Lead tutorials for 150+ students on SQL, database management systems and relational data modeling.
Uncovered a new opportunity that could be automated and created a strategic system using Python to solve this that increased the time-efficiency of the department by almost 30%.
Invigilated and graded examinations and assignments based on Relational Databases concepts and SQL scripting/querying.

Data Scientist, Intern - Prolifics (May 2019 - Sept. 2019)

Explored various data sources and uncovered business opportunity in client’s chat-bot requests by using NLP, and deployed a sentiment analysis model that increased customer engagement by 4%.
Spearheaded the development of multiple machine learning models and experiments for client propensity modelling, customer behaviour analysis and target market identification.
Techlead for ”Data Science in a Box” project, developed using AWS S3, Stitch, Snowflake, IBM Watson Studio, DataRobot and sklearn.
Presented actionable insights derived from tested hypotheses on diverse datasets to project managers and cross-functional teams.
Engaged with stakeholders throughout the organization to identify opportunities for leveraging machine learning and AI algorithms to drive business decisions.
Created a comparative analysis of automated machine learning solutions, such as DataRobot, IBM AutoAI and Auto-scikit learn.

Big Data Engineer, Intern - American Express (May 2017 - September 2017)

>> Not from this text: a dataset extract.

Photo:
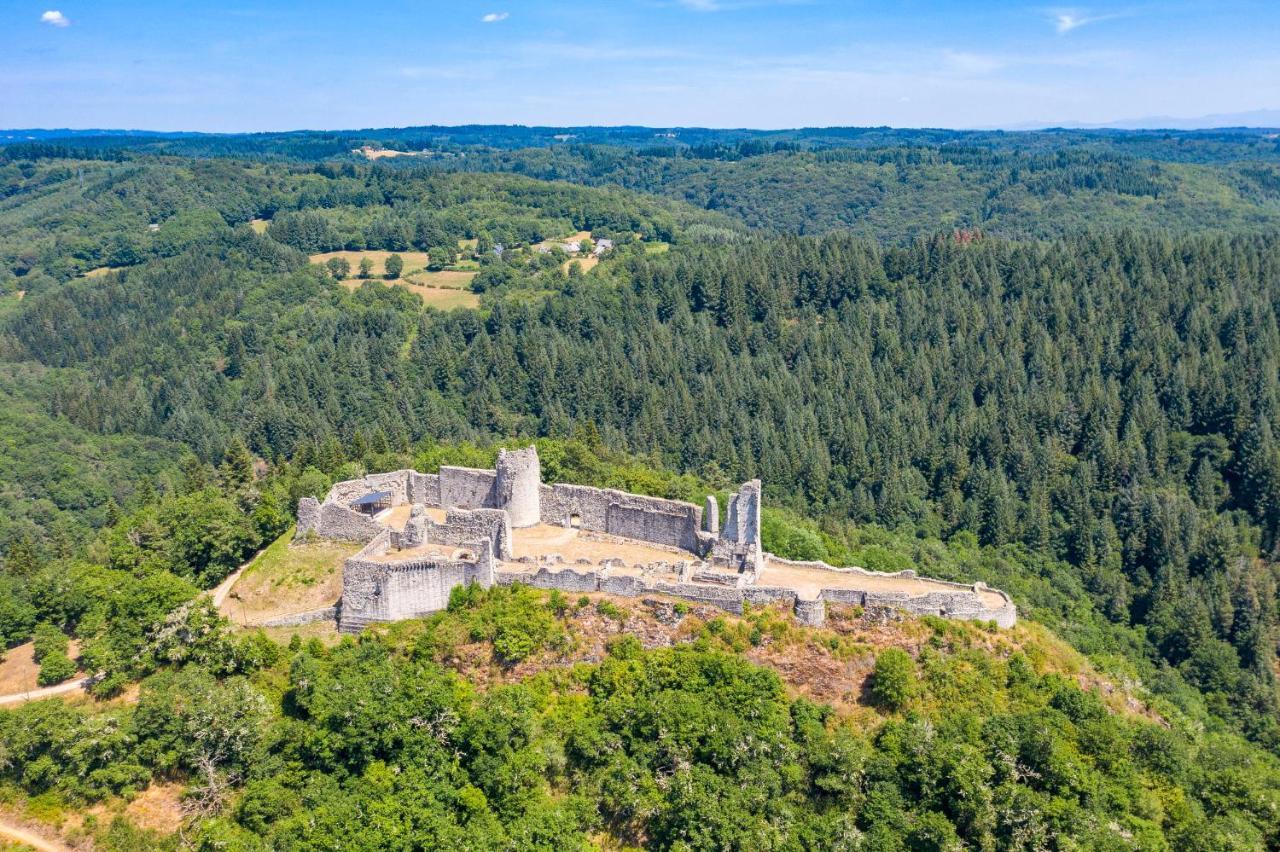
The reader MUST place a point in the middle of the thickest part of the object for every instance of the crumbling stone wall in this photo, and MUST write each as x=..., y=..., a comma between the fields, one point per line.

Leveraged data insights derived from statistical tests for optimizing direct marketing campaign that lead to an increased conversion rate of preapproved clients by 1.7%.
Championed the development of big data algorithms centred around deduplication and entity resolution using Hadoop and Java.
Researched and developed big data algorithms centered around deduplication and entity resolution in Hadoop.
Liaised with cross-functional teams across the enterprise to derive data-driven multi-cluster parallel solutions for business use cases deployed in Hadoop.
Developed and monitored end-to-end pipeline for data extraction, transformation and loading (ETL) jobs that sourced data from Hadoop.